October 19, 2016

2016 Voter Turnout May Be Better Than Anticipated

Voting

At this point in time, I'm not sure I have much interest in the outcome of the upcoming U.S. presidential election. None of the candidates are the sort of leaders I'd like to see running things, and I am not going to feel good about voting for any of them. I am, however, still interested in the process of the election. One example of this includes the undue influence on the democratic process being exerted by our cable news media. Another involves what will happen with regard to overall voter turnout. I have been quite curious about whether we will see record low voter turnout in the upcoming election as a function of how unpopular the two major party candidates are. From what I have heard of the early voting numbers, there is some reason to believe that this might not happen. At least so far, it seems like the numbers are decent.
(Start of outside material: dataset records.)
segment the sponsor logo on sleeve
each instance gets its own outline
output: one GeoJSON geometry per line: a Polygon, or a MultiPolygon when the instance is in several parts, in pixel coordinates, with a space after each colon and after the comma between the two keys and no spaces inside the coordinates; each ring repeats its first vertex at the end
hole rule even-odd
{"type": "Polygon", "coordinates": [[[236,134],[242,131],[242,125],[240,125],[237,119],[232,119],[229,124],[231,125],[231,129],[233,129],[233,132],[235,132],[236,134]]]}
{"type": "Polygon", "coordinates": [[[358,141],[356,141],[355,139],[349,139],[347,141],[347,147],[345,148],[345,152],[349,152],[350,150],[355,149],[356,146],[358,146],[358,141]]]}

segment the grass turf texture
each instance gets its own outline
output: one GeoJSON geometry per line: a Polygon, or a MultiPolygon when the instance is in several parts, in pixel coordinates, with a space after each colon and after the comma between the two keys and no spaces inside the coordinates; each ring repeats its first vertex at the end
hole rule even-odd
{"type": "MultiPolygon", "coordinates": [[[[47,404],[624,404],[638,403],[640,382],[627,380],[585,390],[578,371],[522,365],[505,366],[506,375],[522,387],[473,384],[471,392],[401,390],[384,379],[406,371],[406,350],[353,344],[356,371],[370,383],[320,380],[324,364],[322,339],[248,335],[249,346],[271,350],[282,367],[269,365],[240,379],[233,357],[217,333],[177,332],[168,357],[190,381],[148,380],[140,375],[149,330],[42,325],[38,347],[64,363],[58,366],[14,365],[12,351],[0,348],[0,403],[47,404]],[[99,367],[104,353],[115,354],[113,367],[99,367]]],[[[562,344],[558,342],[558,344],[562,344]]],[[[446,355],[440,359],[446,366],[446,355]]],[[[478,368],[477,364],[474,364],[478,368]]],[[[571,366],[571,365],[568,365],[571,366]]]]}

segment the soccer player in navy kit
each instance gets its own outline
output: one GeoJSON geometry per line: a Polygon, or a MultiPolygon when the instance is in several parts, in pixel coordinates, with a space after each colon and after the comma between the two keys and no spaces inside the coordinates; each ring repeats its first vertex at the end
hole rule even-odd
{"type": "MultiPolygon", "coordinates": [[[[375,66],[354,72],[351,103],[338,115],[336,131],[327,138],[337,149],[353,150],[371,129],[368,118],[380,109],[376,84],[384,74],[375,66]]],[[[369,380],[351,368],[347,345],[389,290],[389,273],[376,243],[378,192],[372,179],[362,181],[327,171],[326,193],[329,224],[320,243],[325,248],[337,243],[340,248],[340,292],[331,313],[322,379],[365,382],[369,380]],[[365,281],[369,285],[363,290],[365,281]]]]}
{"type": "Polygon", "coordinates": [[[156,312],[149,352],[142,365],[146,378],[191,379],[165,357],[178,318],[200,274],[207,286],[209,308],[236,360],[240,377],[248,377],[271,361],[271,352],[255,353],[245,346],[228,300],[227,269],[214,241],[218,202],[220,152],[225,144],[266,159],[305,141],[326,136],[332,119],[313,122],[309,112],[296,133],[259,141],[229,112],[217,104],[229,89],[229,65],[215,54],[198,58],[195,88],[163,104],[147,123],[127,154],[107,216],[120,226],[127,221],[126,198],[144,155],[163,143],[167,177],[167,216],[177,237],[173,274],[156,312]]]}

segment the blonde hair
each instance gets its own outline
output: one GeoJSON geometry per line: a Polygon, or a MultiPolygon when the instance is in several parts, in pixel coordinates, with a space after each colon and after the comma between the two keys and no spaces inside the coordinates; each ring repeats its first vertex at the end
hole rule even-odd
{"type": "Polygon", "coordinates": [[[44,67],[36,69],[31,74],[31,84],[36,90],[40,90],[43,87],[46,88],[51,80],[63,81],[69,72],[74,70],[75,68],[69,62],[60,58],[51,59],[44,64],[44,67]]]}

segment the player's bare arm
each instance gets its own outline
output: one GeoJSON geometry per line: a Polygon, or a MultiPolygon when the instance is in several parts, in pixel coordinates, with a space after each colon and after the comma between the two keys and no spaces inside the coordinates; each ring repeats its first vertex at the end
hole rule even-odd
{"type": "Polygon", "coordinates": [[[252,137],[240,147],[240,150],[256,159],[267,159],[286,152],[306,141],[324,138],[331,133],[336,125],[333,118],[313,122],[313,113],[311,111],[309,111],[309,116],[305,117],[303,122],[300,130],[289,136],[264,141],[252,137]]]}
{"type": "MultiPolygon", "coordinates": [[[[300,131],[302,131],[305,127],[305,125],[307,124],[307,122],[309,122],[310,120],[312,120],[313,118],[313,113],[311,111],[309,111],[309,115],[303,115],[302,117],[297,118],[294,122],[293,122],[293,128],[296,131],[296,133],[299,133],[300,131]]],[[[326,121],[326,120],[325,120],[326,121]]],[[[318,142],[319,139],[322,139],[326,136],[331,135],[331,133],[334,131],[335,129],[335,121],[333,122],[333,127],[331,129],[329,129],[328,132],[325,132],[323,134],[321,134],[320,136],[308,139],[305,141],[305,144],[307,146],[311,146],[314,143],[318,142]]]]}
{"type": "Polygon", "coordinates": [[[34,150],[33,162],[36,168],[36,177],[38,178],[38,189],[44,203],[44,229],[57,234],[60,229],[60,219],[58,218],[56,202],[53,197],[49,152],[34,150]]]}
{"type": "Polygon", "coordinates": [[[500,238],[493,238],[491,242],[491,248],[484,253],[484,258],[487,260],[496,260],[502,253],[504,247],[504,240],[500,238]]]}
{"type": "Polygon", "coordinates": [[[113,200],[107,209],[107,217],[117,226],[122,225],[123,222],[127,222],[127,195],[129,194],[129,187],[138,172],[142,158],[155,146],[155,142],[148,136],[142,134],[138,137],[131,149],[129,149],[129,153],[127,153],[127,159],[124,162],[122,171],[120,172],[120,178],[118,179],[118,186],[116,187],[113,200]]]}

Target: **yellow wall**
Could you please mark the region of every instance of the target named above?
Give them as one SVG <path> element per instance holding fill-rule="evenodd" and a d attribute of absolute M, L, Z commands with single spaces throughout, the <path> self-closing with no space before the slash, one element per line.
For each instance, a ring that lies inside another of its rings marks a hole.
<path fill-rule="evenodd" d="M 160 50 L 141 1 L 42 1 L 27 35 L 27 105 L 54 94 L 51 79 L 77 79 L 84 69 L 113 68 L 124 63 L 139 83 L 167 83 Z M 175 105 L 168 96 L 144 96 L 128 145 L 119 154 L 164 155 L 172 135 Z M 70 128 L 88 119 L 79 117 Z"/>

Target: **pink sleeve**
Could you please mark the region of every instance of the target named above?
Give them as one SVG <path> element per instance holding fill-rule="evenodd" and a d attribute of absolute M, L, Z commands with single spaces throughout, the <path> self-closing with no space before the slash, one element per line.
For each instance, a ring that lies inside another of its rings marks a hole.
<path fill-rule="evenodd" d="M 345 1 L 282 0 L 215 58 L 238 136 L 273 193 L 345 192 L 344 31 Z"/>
Given the number of eligible voters who do not want to see either Donald Trump or Hillary Clinton in the White House, I've been imagining three scenarios:
  1. We see record low voter turnout.
  2. Third party candidates do much better than expected but still fall far short of winning.
  3. We see little difference in voter turnout because people are motivated to vote against one candidate rather than for another.
It does bum me out that voter turnout in U.S. elections has been as low as it is for as long as it has. It always makes me think that we are taking our democracy for granted and not participating as members of an informed electorate, something which is required for a democracy to run well. And yet, if there was ever a year when I could easily understand why many people would not bother to show up to vote, this would be that year. If we do see record low voter turnout this year (which now seems less likely given the early voting numbers), I don't think it will be much of a mystery as to why.

I wish I had even a little bit of hope for the second scenario. There is no way any of the third party candidates are going to be competitive this year, but it sure would be nice if this marked the beginning of a real alternative to our broken two-party system. Spending even a few minutes on social media has convinced me that tribalism has taken over the minds of many otherwise rational people and that Trump and Clinton have the largest tribes by far. The Clinton supporters are demonizing the Trump supporters for daring to hold different opinions; the Trump supporters are demonizing the Clinton supporters for the same imagined offense. The two-party system appears to be far too entrenched for us to break out of it.

If voter turnout ends up being decent, I suspect it will be because the negative campaigning Clinton and Trump have been doing has worked. That's the thing about negative campaigning - voters complain about it, but it often seems to be effective. Perhaps this is a year where many enraged voters will turn up just to vote against the other tribe's candidate. This seems to be Clinton's entire campaign strategy (I'm still not convinced the Trump campaign has anything that could be called a coherent strategy except to stay in the news). If the opposing candidate can be made into a threat to our very existence, perhaps voters will show up.

In the end, I think we can be fairly confident that Trump's base will show up to vote. They are committed to their candidate, and little he says or does seems to change that. As for Clinton, her challenge is one of convincing those who said they would vote for her when polled to actually show up and vote. From all the data we have available at this point in time, she will win if she is able to do that.